The Oklahoma Department of Education listed the charter school as a Targeted Intervention school, meaning the school was identified as a low-performing school but has not so that it was a Priority School. Ultimately, the school made a C, or a 2.33 grade point average on the state's A-F report card system. The report card shows the school getting an F in mathematics achievement and mathematics growth, a C in social studies achievement, a D in reading achievement, and an A in reading growth and student attendance. "The C we made is tremendous," said school principal Holly Davis, "[t]here is no English instruction in our school's younger grades, and we gave them this test in English." She said she had anticipated the low grade because it was the school's first year as a state-funded charter school, and many students had difficulty with English.
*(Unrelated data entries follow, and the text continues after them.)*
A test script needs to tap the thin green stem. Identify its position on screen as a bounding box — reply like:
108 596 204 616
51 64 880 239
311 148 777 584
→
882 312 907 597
Eighth graders who graduate from the Tahlequah immersion school are fluent speakers of the language, and they usually go on to attend Sequoyah High School where classes are taught in both English and Cherokee.

In 2022 it was scheduled to occupy the future Durbin Feeling Language Center. The groundbreaking ceremony for that building occurred in May 2021.

==Second campus==
A second campus, Greasy Immersion Charter School, was added in November 2021, when the school purchased Greasy School in Greasy, Oklahoma, located in southern Adair County ten miles south of Stilwell. Situated in largest area of Cherokee speakers in the world, the opportunity for that campus is for students to spend the day in an immersion school and then return to a Cherokee-speaking home.